Finding Outsider Art
Before he became known in folk art circles, Cromer was a fan. About six months into his drawing habit, he and Mary took a vacation to Madrid, New Mexico.
“It was in Madrid I learned about Howard Finster and that’s where I first learned about outsider art,” Cromer says.
They bought a few Finster prints from young woman who described the folk art hero as an African American gentleman from Alabama. She missed the mark on Finster’s race, but nonetheless it was Cromer’s introduction to the world of outsider art.
“There was something about the heart of that work that really spoke to me,” Cromer says. While Cromer deflects talk of his own work, he gets excited when the conversation turns to other folk artists he admires. When the Cromers returned home from New Mexico, JJ took to the Internet searching for folk and self-taught art. Before he was in the game himself, Cromer owned pieces by notables such as Moses Tolliver, Buddy Snipes, and Willie Jinks. Mary and JJ were building their life together among art. It was an inquiry into buying a piece by Malcolm McKesson that Cromer was introduced to Grey Carter, the man who has represented his work for the last 16 years* (*others have also represented Cromer’s work).

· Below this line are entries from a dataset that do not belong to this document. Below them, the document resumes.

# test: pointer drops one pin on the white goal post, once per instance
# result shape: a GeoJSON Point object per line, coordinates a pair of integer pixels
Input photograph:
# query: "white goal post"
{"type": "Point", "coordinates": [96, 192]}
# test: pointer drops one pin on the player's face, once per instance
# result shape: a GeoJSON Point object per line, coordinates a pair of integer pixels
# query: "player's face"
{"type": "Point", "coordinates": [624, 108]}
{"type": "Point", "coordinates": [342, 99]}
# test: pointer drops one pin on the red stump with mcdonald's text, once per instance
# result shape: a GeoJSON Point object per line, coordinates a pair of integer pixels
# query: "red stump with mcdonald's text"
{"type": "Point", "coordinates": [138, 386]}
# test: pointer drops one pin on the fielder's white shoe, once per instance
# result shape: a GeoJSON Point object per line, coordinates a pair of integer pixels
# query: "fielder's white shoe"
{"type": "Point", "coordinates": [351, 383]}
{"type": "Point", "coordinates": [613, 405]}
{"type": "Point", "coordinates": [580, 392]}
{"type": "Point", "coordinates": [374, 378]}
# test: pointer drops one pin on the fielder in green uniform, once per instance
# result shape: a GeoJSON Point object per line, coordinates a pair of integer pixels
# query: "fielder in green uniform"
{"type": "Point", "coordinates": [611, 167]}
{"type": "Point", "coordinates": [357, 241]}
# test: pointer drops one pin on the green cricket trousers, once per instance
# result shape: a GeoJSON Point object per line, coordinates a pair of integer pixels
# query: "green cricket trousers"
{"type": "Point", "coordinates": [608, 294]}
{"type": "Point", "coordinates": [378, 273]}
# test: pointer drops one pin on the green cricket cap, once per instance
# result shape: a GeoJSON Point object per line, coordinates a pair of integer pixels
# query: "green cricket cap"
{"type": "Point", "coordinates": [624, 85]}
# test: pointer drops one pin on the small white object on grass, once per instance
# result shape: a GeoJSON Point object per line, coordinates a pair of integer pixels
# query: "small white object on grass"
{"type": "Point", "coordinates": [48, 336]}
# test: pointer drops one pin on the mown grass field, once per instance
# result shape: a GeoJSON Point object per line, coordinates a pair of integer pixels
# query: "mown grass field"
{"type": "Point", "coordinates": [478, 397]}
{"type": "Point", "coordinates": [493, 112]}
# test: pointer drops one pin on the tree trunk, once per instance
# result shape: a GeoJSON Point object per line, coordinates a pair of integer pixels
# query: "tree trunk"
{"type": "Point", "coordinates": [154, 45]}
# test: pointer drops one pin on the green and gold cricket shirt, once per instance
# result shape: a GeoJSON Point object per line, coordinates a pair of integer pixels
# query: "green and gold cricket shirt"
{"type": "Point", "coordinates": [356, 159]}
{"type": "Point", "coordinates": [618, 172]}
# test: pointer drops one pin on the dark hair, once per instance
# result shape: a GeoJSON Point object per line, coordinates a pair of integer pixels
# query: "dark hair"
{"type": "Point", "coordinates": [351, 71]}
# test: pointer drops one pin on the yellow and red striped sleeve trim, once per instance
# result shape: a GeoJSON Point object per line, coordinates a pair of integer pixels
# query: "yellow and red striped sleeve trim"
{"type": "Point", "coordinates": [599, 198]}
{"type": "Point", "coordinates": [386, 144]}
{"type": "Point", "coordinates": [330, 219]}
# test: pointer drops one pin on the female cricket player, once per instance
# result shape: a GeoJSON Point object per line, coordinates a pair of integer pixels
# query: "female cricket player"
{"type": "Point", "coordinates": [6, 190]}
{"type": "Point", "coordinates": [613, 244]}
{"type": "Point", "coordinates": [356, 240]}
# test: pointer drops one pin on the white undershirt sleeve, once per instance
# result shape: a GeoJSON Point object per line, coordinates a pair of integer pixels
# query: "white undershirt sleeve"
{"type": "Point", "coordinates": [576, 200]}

“I liked the work he was showing and then just asked if he looked at new artists,” Cromer says of the beginning of his relationship with Carter. Carter lived in McLean, Virginia, a suburb of Washington, D.C. and about a 10 hour drive from where Cromer lived. The two men decided to meet halfway in Wytheville, Virginia where Cromer had an aunt who agreed to let him use her home as a makeshift gallery space. Cromer selected about a few hundred drawings for the trip and he covered his aunt’s floor. Carter liked what he saw and took 30. He brought them to the Slotin Folk Fest in Georgia and sold most of them.
Carter describes Cromer’s work as experimental, expressive, and obsessively detailed. Objects may be recognizable, he says, but it’s always described in JJ’s special viewpoint. “They are sometimes witty, sometimes satirical, or even sad, but rarely obvious or normal.”
And in his 16 years in the business, he keeps getting better.
“He’s not coasting,” Carter says. “He still works at it vigorously and he still tries to develop new techniques.”
“When I first saw his work, it was interesting and fun but it was loose and most everything was small,” Carter says. “As he’s worked at his craft over the years and focused his attention, his work became larger in scale and tighter in detail. He had talent to begin with, but he’s developed into fine, fine artist.”